There are a lot of sources of advice for job application documents. I relied largely on Karen Kelsky’s site and book, both called The Professor Is In. Two things that are lacking in these resources are STEM-specific advice and examples of real, successful job documents. I am sharing mine here, along with some comments.

This year (2017-2018) was my third year on the tenure-track job market, and by far my most successful. I applied for 33 TT jobs, did 16 Skype or phone interviews, and did 5 campus visits. I received and accepted a job offer from Indiana State University. The jobs were a diverse range of teaching-focused departments, including liberal arts and teaching-focused public schools. I visited two Baptist-affiliated schools, one Catholic school, and two public universities.

Here is my Curriculum Vitae as of Spring 2018. I did not modify this between applications, except as updates were warranted.

My Cover Letter was written mostly following Karen Kelsky’s suggested template.

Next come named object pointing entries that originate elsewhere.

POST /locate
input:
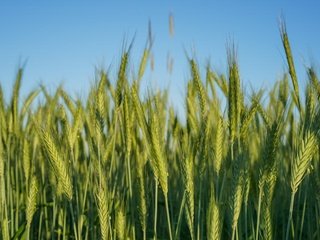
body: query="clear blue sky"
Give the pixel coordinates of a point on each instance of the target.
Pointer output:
(63, 41)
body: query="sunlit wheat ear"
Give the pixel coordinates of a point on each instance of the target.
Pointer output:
(199, 87)
(158, 161)
(32, 200)
(103, 213)
(219, 146)
(292, 71)
(234, 94)
(57, 164)
(302, 160)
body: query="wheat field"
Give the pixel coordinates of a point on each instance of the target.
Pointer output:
(121, 164)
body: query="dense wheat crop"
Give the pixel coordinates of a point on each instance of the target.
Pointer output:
(118, 165)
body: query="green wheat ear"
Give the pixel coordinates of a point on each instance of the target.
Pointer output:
(302, 160)
(57, 164)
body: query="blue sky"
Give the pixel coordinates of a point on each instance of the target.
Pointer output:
(63, 41)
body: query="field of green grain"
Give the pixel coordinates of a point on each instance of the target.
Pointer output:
(120, 164)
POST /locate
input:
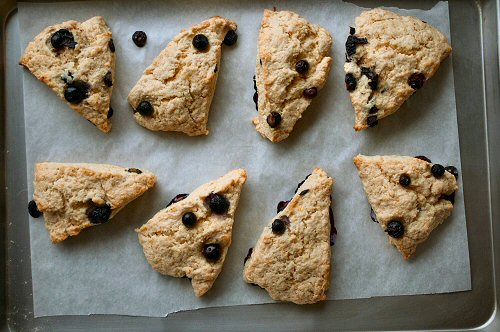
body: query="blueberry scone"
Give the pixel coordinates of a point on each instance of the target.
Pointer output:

The main change that I made from her suggestions was to put my teaching paragraph before my research paragraphs. This was my biggest change from my previous years of applications, and I had much more success in the 2017-2018 application season. I think this is a major difference between STEM fields (physics in particular) compared to the humanities and social sciences — the R1 career track is completely different from the teaching-focused track. Putting research first in your letter may signal to search committees that you want a position where you can put research first.

I kept my Teaching Statement to one page, unless the job ad requested something longer (one of the jobs I interviewed for asked for two pages, and I was able to expand this statement a bit by including paragraphs I had trimmed from previous years). I modified this a bit based on what kind of class sizes the schools offered, and if the school has a physics major or not.

My Research Statement didn’t change much between applications, except when schools had particularly quirky requests in the job ad, or for the few places I applied that offer a master’s degree in physics.